- Yoshimitsu Kiriyama (Kagawa School of Pharmaceutical Sciences, Tokushima Bunri University / Institute of Neuroscience, Tokushima Bunri University / email@example.com)
1) Kagawa School of Pharmaceutical Sciences, Tokushima Bunri University , 2) Institute of Neuroscience, Tokushima Bunri University
Severe acute respiratory syndrome coronavirus 2 (SARS-CoV-2) is the virus that caused the global epidemic of COVID-19. 3C-like protease (3CLpro), called the main protease (Mpro), cleaves 11 sites in the long-stranded protein synthesized from viral genomic RNA. After the cleavage of the long-stranded protein, proteins such as RNA-dependent RNA polymerase are cut off and activated. Therefore, 3CLpro is crucial for SARS-CoV-2 replication and is the target of drugs against SARS-CoV-2. Polyphenols and triterpenoids in olives can bind to SARS-CoV-2 3CLpro in in silico and computational studies. However, not all phytochemicals have been shown to inhibit SARS-CoV-2 3CLpro.
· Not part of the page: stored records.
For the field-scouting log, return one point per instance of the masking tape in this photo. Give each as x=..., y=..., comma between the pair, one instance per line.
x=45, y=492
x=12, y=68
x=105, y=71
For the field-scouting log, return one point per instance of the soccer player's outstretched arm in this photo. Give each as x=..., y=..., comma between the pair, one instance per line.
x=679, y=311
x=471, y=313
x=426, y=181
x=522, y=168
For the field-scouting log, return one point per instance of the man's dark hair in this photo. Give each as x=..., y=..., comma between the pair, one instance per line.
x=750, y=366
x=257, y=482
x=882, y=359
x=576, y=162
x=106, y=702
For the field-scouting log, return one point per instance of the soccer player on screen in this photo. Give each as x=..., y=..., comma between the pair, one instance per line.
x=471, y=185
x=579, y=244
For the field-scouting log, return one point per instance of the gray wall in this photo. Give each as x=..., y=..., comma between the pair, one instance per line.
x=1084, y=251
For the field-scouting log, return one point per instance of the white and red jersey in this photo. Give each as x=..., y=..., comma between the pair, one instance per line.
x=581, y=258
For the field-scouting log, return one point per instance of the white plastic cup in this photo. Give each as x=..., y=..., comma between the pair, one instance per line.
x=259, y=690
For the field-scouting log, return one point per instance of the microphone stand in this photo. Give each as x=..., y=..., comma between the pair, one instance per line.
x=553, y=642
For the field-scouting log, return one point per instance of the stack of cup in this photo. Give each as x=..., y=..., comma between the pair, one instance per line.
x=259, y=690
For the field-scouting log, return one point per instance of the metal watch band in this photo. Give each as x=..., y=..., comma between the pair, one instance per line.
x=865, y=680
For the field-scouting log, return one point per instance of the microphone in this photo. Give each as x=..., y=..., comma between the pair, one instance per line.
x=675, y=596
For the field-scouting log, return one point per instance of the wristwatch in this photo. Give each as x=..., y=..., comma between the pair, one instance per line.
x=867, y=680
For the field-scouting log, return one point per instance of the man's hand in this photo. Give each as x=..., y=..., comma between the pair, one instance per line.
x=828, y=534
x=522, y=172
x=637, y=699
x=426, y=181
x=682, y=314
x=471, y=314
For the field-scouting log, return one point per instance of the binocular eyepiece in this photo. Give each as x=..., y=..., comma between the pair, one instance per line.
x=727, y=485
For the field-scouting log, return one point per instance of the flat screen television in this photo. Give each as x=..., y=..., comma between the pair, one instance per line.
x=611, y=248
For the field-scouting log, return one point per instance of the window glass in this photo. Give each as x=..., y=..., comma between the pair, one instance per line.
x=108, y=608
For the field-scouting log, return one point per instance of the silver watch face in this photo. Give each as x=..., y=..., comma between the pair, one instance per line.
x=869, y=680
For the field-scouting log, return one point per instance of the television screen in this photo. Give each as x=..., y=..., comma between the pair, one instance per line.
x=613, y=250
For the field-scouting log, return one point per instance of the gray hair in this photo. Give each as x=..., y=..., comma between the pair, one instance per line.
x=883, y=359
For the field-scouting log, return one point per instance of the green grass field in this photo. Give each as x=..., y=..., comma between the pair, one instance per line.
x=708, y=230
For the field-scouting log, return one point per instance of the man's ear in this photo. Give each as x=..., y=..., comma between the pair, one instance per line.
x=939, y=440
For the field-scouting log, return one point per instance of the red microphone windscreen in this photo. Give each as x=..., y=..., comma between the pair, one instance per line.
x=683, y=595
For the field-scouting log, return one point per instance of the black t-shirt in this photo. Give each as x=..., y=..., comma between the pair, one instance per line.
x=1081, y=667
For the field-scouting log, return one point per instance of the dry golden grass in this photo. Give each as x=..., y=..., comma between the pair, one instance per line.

Here, we examined the inhibitory effects of olive-derived phytochemicals on SARS-CoV-2 3CLpro. Among these phytochemicals, luteolin and oleanolic acid inhibited the 3CLpro activity by about 40%. The actual enzyme inhibitory action of oleanolic acid has not been examined. Thus, we examined the dose response in the inhibition of 3CLpro by oleanolic acid. Oleanolic acid significantly inhibited the enzymatic activity of 3CLpro at concentrations above 50 μM, and it may be a potent molecule that inhibit SARS-CoV-2 replication via 3CLpro inhibition.